Ketegangan di kubu politik saat Kogi menunggu keputusan Mahkamah Agung
keren989
- 0
Ketakutan dan ketegangan yang nyata telah mencengkeram berbagai kubu politik di Negara Bagian Kogi ketika Mahkamah Agung bersiap untuk memberikan keputusan atas pemilihan gubernur negara bagian tersebut.
Para gladiator politik besar di negara bagian tersebut, termasuk Gubernur Yahaya Bello, telah pindah ke Abuja sebagai persiapan menghadapi hari kiamat pada hari Selasa.
Selain itu, badan-badan keamanan di negara bagian tersebut seperti Kepolisian Nigeria, Direktorat Pelayanan Negara (DSS) dan Korps Keamanan dan Pertahanan Sipil Nigeria (NSCDC) telah dikerahkan untuk memastikan keamanan yang memadai di kota-kota besar di negara bagian tersebut sebelum fajar.
Namun, tiga partai besar yang terlibat dalam kasus Jumat ini yakin akan menang di Mahkamah Agung.

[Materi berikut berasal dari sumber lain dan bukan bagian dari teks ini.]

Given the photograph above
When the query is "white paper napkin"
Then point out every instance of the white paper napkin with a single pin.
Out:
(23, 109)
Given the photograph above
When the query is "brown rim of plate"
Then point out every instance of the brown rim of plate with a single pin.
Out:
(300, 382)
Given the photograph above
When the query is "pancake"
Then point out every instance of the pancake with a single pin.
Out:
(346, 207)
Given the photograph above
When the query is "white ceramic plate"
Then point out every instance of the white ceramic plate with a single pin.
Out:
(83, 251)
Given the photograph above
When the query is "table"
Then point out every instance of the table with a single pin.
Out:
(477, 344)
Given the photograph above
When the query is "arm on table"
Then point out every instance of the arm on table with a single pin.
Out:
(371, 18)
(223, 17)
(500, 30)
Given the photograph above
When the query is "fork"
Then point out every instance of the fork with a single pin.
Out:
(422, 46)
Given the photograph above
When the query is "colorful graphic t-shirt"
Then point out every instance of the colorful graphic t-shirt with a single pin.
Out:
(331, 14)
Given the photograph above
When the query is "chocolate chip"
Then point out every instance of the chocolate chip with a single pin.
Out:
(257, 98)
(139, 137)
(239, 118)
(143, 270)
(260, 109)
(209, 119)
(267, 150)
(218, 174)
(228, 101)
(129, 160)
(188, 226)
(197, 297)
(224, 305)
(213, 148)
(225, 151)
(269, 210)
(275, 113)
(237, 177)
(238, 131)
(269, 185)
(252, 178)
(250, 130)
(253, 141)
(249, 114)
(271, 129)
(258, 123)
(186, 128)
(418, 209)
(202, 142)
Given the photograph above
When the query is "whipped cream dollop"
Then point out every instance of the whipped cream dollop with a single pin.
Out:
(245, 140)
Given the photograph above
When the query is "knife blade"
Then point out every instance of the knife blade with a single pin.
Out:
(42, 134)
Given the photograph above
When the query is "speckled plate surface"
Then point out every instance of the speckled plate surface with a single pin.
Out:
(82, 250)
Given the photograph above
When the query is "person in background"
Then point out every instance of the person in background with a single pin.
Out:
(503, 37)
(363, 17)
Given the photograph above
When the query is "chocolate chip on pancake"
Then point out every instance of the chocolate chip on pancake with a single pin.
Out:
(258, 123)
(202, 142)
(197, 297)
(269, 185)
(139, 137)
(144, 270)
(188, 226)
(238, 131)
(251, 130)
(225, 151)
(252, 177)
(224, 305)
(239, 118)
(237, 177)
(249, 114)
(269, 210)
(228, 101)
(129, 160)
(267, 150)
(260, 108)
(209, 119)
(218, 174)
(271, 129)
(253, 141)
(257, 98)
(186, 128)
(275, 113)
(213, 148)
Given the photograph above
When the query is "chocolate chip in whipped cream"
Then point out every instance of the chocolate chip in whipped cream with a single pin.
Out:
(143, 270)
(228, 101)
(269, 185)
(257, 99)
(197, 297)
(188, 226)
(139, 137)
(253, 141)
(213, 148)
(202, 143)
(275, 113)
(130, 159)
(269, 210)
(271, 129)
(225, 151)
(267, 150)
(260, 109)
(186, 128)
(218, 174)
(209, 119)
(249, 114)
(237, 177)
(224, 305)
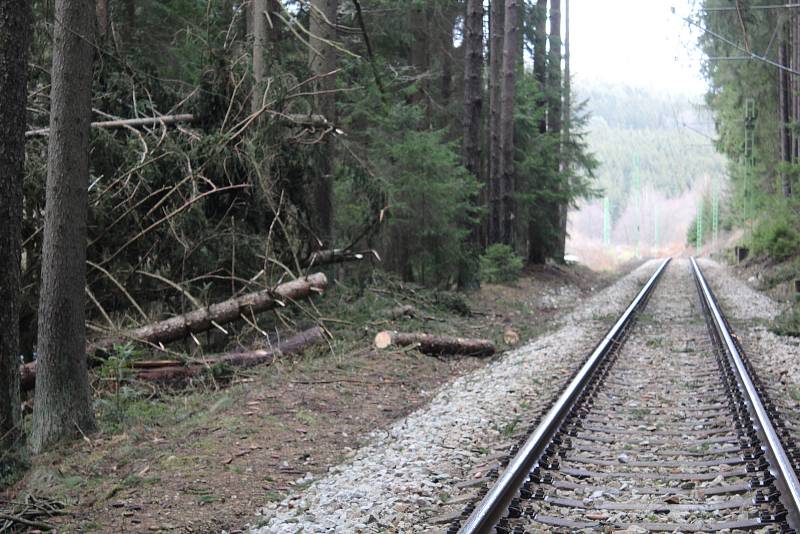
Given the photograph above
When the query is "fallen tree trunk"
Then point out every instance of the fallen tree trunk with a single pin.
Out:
(216, 315)
(167, 370)
(294, 119)
(200, 320)
(431, 344)
(123, 123)
(292, 345)
(327, 257)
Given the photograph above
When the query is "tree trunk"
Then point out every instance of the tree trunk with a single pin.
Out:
(420, 16)
(322, 60)
(431, 344)
(497, 28)
(554, 116)
(101, 11)
(536, 247)
(129, 23)
(473, 107)
(508, 95)
(473, 90)
(15, 19)
(784, 117)
(62, 406)
(259, 52)
(564, 153)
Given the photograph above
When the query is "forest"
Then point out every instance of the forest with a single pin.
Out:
(171, 167)
(752, 58)
(664, 140)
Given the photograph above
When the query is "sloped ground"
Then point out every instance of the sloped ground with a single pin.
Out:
(412, 473)
(203, 458)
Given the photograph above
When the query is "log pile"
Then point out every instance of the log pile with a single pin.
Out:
(175, 371)
(433, 344)
(200, 320)
(172, 370)
(216, 315)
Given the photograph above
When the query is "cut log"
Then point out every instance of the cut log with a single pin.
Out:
(327, 257)
(406, 310)
(180, 326)
(431, 344)
(292, 345)
(200, 320)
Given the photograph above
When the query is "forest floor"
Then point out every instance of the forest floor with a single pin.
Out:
(204, 457)
(781, 281)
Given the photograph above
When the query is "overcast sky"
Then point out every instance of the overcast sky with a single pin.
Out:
(636, 42)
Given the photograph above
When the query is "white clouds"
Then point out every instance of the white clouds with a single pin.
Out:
(636, 42)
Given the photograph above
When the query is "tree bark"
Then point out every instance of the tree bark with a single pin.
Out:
(563, 210)
(431, 344)
(62, 407)
(101, 11)
(221, 313)
(554, 117)
(322, 60)
(536, 248)
(259, 52)
(473, 89)
(129, 23)
(15, 21)
(497, 27)
(473, 108)
(784, 117)
(507, 105)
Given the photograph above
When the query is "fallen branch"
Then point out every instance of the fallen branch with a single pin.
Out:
(431, 344)
(213, 316)
(292, 345)
(299, 119)
(216, 315)
(124, 123)
(327, 257)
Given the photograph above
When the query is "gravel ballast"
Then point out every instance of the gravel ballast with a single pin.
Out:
(776, 358)
(406, 475)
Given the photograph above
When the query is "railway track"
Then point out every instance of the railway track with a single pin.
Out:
(665, 428)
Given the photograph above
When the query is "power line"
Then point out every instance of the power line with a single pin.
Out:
(752, 55)
(734, 8)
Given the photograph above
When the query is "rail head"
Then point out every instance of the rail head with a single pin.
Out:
(491, 508)
(782, 467)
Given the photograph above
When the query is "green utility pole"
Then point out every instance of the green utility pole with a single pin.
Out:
(637, 196)
(655, 228)
(749, 157)
(715, 208)
(699, 236)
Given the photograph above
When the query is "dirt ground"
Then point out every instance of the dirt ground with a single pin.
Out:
(206, 456)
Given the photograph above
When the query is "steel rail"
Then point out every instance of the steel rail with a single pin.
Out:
(782, 469)
(491, 509)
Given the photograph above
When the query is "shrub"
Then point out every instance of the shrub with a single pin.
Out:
(500, 264)
(776, 237)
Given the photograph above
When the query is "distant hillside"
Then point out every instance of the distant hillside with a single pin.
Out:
(660, 130)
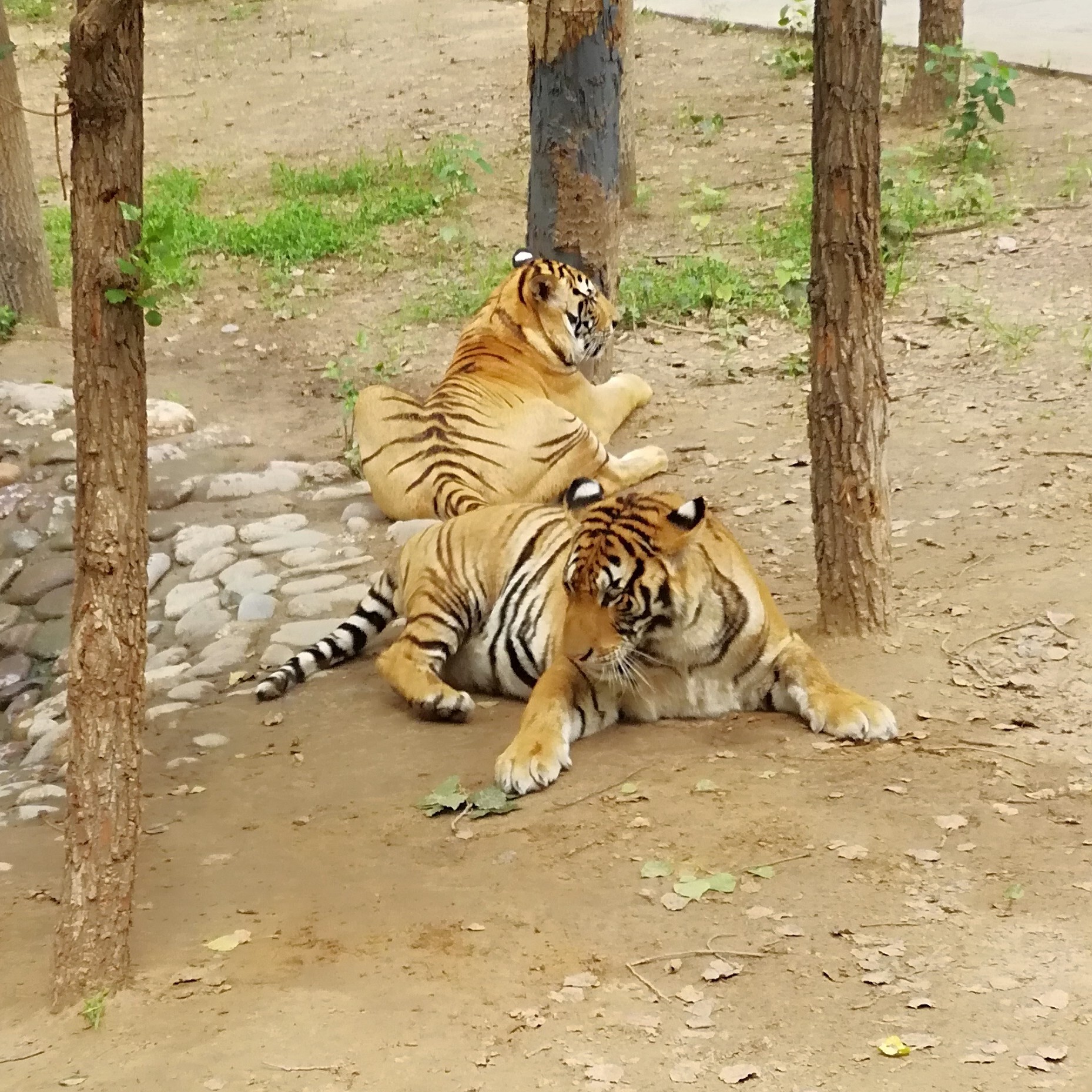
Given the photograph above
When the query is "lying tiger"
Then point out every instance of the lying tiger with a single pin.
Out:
(512, 418)
(635, 607)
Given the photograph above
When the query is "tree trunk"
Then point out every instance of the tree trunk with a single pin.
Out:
(576, 72)
(25, 283)
(627, 110)
(849, 400)
(109, 639)
(939, 23)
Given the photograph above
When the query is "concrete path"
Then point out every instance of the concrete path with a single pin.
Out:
(1055, 33)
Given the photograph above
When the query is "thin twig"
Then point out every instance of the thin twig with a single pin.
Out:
(23, 1057)
(605, 789)
(305, 1069)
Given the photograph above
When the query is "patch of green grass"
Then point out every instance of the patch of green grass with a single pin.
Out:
(30, 11)
(314, 213)
(455, 291)
(687, 286)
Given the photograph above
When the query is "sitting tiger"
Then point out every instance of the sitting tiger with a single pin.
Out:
(512, 418)
(635, 607)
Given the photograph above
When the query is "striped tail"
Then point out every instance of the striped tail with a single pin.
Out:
(350, 639)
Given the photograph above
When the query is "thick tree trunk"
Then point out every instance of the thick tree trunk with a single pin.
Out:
(25, 284)
(627, 110)
(576, 73)
(939, 23)
(849, 400)
(109, 640)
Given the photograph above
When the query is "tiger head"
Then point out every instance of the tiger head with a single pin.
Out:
(560, 309)
(622, 576)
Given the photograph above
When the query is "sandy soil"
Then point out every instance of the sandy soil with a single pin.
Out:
(386, 952)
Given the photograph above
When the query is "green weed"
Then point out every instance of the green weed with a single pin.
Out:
(30, 11)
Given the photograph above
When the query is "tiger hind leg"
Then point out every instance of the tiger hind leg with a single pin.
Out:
(412, 665)
(373, 616)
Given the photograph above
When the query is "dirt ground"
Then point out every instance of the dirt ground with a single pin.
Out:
(937, 888)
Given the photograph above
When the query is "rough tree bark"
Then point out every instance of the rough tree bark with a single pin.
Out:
(939, 23)
(576, 71)
(109, 641)
(627, 110)
(848, 406)
(25, 284)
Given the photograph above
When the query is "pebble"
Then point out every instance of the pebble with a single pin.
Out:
(169, 418)
(184, 598)
(243, 484)
(342, 492)
(276, 655)
(41, 793)
(302, 634)
(308, 555)
(273, 528)
(55, 604)
(190, 543)
(166, 659)
(159, 566)
(295, 540)
(256, 607)
(324, 603)
(165, 710)
(320, 584)
(197, 691)
(200, 622)
(402, 531)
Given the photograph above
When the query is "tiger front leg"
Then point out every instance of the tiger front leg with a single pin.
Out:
(561, 708)
(805, 687)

Bello yang berbicara melalui Penasihat Khusus, Media dan Strateginya, Abdulmalik Abdulkareem, mengaku tidak terguncang dengan putusan yang akan datang.
Dia berkata: “Kami tidak terguncang, kami tahu bahwa supremasi hukum akan berjalan dengan baik. Insya Allah kami siap membuat pencatatan hukum yang menjadi prioritas. Sistem hukum Nigeria sedang berkembang dan kami senang bahwa kasus kami memberikan dorongan bagi peradilan Nigeria.”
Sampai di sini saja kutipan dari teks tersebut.